Calculating Vehicle Deceleration: Time & Distance

[ajayespinoza]

Homework Statement

A 4200lb vehicle is cruising down the highway at 65mph when the driver steps on the brake applying a braking force of 2,850lbs
Determine the time to stop, assuming uniform deceleration
Distance traveled during the deceleration
Velocity of the vehicle after 3.2 sec's of braking

Homework Equations

V = (p2-p1)/time

The Attempt at a Solution

I currently do not have any attempts at a solution other than
4200-2850 then divide that by 65?

 

[tiny-tim]

A 4200lb vehicle is cruising down the highway at 65mph when the driver steps on the brake applying a braking force of 2,850lbs
Determine the time to stop, assuming uniform deceleration
Distance traveled during the deceleration
Velocity of the vehicle after 3.2 sec's of braking

Hi ajayespinoza!

Hint: Start by using good ol' Newton's second law to find the deceleration.

 

[baba89]

I would approach this problem by first converting all units to the standard unit system, such as meters and seconds. Then, I would use the equations of motion, specifically the one that relates velocity, time, and acceleration (V = V0 + at), to solve for the unknown variables.

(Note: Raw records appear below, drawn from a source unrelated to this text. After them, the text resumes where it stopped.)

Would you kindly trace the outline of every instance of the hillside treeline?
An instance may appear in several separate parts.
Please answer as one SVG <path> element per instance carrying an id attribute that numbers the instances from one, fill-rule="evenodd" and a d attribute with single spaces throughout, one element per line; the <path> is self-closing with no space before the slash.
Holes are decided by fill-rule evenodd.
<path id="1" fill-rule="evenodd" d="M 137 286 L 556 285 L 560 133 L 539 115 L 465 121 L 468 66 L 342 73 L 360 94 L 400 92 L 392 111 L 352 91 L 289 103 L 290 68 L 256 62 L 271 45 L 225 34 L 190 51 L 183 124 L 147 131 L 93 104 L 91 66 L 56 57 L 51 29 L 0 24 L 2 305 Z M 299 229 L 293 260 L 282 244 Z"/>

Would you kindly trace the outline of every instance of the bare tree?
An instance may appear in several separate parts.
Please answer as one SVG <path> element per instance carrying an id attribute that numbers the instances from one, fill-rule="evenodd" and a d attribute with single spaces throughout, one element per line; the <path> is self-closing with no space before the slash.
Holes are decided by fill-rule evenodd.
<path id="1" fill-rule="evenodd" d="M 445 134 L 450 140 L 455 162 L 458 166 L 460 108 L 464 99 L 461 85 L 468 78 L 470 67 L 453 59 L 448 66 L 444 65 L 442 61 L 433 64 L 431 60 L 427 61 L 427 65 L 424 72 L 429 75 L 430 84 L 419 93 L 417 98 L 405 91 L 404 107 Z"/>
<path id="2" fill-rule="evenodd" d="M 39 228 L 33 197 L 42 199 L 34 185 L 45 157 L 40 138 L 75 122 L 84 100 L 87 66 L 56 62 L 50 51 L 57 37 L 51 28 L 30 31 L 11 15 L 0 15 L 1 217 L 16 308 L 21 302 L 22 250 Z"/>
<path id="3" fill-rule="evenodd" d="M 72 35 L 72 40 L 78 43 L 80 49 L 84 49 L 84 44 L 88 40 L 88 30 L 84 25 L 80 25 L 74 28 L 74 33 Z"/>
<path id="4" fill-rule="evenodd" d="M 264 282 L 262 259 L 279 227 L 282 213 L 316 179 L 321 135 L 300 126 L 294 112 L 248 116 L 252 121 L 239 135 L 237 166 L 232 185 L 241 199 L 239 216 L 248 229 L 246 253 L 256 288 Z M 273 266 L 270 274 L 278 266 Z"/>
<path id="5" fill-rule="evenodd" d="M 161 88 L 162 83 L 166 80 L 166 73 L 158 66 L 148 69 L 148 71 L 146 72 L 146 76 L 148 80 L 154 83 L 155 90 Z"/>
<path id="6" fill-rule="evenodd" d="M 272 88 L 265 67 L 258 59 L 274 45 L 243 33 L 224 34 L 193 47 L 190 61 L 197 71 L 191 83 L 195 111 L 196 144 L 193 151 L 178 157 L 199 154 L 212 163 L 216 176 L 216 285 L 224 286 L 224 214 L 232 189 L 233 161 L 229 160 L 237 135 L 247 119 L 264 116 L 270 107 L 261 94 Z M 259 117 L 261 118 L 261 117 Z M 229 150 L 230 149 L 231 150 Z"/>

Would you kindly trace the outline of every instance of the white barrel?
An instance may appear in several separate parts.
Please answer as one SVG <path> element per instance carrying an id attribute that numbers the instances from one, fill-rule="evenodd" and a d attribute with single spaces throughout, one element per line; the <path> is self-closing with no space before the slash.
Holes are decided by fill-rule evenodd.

To determine the time to stop, we need to find the acceleration of the vehicle. This can be done by dividing the braking force by the mass of the vehicle (2850lbs/4200lbs = 0.68 m/s^2). Then, using the equation V = V0 + at, we can solve for the time to stop (assuming the initial velocity, V0, is 65mph or 29.06 m/s).

t = (V - V0)/a
t = (0 - 29.06 m/s)/-0.68 m/s^2
t = 42.74 seconds

Therefore, it would take approximately 42.74 seconds for the vehicle to come to a complete stop.

To determine the distance traveled during the deceleration, we can use the equation x = x0 + V0t + 1/2at^2, where x0 is the initial position and x is the final position. Since the vehicle is initially traveling at a constant velocity, x0 can be set to 0. Plugging in the known values, we get:

x = 0 + (29.06 m/s)(42.74 s) + 1/2(-0.68 m/s^2)(42.74 s)^2
x = 620.9 meters

Therefore, the vehicle would travel approximately 620.9 meters during the deceleration.

To determine the velocity of the vehicle after 3.2 seconds of braking, we can again use the equation V = V0 + at, but this time with t = 3.2 seconds.

V = (29.06 m/s) + (-0.68 m/s^2)(3.2 s)
V = 26.5 m/s

Therefore, the velocity of the vehicle after 3.2 seconds of braking would be approximately 26.5 m/s.